Seven days left. Six. Five. Four.

I couldn’t shake the feeling that there was something going on out there, staring me straight in the face, that I was missing. I might have gotten pretty good at thinking outside my tiny little provincial box, but I suspected there was a much larger box that I needed to think outside of now, and to do that, I had to see the box.

Toward that end, I spent my days, armed to the hilt, collar turned up against the cold, walking the streets of Dublin, elbowing my way past tourists who continued to visit the city despite the gloom and the cold and the high crime rate.

Slipping between Unseelie horrors, I popped into a pub for a hot toddy, where I eavesdropped shamelessly on conversations, human and Fae alike. I stopped in a corner dive for fish and chips and chatted up the grill cook. I stood on the sidewalk and made small talk with one of the few remaining human newsstand vendors—coincidentally the same elderly gentleman who had given me directions to the Garda when I’d first arrived here—and who now confided in his lovely lilt that the headlines of the scandal rags were right; the Old Ones were returning. I toured the museums. I visited Trinity’s astounding library. I sampled beers at the Guinness brewery and stood up on the platform, staring out at the sea of roofs.
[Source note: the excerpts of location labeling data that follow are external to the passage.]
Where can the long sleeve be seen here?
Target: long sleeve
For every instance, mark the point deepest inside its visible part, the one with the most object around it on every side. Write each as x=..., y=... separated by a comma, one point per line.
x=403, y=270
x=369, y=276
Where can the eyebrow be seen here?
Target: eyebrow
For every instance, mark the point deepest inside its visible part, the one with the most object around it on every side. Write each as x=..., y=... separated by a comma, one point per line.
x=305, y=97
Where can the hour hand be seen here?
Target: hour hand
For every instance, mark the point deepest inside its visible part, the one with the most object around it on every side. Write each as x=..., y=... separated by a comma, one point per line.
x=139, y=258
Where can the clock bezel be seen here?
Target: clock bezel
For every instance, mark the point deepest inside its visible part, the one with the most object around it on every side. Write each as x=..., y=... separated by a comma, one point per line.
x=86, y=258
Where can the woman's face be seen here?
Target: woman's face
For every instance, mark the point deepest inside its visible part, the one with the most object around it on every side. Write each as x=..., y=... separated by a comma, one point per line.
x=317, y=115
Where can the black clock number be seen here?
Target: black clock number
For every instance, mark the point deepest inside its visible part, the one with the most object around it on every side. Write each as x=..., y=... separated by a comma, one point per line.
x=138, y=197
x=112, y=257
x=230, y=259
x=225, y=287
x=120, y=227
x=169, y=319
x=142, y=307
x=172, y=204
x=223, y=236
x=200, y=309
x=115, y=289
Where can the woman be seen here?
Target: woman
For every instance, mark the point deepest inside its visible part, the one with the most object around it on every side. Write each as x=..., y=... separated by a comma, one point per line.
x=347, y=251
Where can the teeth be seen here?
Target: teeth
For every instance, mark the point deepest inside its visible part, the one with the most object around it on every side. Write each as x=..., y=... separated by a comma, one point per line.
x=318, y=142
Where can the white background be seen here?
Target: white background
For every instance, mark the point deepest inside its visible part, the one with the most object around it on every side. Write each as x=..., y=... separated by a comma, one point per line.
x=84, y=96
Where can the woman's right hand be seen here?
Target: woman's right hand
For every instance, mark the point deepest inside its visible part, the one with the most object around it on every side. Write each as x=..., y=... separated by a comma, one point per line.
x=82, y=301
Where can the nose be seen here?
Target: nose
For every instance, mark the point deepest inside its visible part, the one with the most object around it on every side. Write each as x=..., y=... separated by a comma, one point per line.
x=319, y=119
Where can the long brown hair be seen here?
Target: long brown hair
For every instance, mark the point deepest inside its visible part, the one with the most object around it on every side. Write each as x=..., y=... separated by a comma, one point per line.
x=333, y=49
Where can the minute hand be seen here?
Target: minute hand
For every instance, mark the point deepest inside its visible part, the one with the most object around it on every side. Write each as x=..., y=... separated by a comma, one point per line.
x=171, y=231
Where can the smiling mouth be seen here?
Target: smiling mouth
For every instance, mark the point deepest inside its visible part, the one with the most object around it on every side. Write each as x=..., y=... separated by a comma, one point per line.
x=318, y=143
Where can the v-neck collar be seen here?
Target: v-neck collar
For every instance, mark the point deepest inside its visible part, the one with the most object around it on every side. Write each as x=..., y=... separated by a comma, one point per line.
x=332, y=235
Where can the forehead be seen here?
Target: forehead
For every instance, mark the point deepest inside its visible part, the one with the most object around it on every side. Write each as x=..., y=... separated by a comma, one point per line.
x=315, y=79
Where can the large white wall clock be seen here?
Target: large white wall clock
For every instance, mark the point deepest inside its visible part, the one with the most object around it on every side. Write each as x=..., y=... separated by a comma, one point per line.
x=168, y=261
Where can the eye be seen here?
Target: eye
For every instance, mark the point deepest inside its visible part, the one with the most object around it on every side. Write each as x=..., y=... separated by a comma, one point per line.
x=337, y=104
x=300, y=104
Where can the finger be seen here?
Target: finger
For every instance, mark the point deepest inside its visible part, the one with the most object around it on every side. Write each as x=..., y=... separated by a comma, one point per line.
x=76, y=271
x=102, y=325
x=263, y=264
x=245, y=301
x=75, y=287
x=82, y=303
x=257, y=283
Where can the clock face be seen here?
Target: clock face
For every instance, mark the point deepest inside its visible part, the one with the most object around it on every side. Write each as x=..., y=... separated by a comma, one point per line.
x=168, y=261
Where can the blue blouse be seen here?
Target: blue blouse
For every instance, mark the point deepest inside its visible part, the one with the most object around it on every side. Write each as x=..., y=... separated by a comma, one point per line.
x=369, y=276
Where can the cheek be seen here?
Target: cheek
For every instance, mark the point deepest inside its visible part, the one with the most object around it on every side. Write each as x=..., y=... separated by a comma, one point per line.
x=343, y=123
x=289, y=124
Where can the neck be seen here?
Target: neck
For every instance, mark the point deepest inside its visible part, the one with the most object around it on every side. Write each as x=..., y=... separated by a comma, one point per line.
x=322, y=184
And I had a startling realization: I loved this city.

Even swimming as she was with monsters, deluged by crime, tainted by the violence of the Sinsar Dubh, I loved Dublin. Had Alina felt this way? Terrified of what might come, but more alive than she’d ever been?

And more alone.

The sidhe-seers weren’t returning my calls. Not even Dani. They’d chosen. Rowena had won. I knew they were afraid. I knew she and the abbey were all most of them had ever known, and that she would skillfully manipulate their fears. I wanted to storm over to PHI and fight. Call the old woman out; argue my case with the sidhe-seers. But I didn’t. There are some things you shouldn’t have to ask for. I’d given them their show of faith. I expected some in return.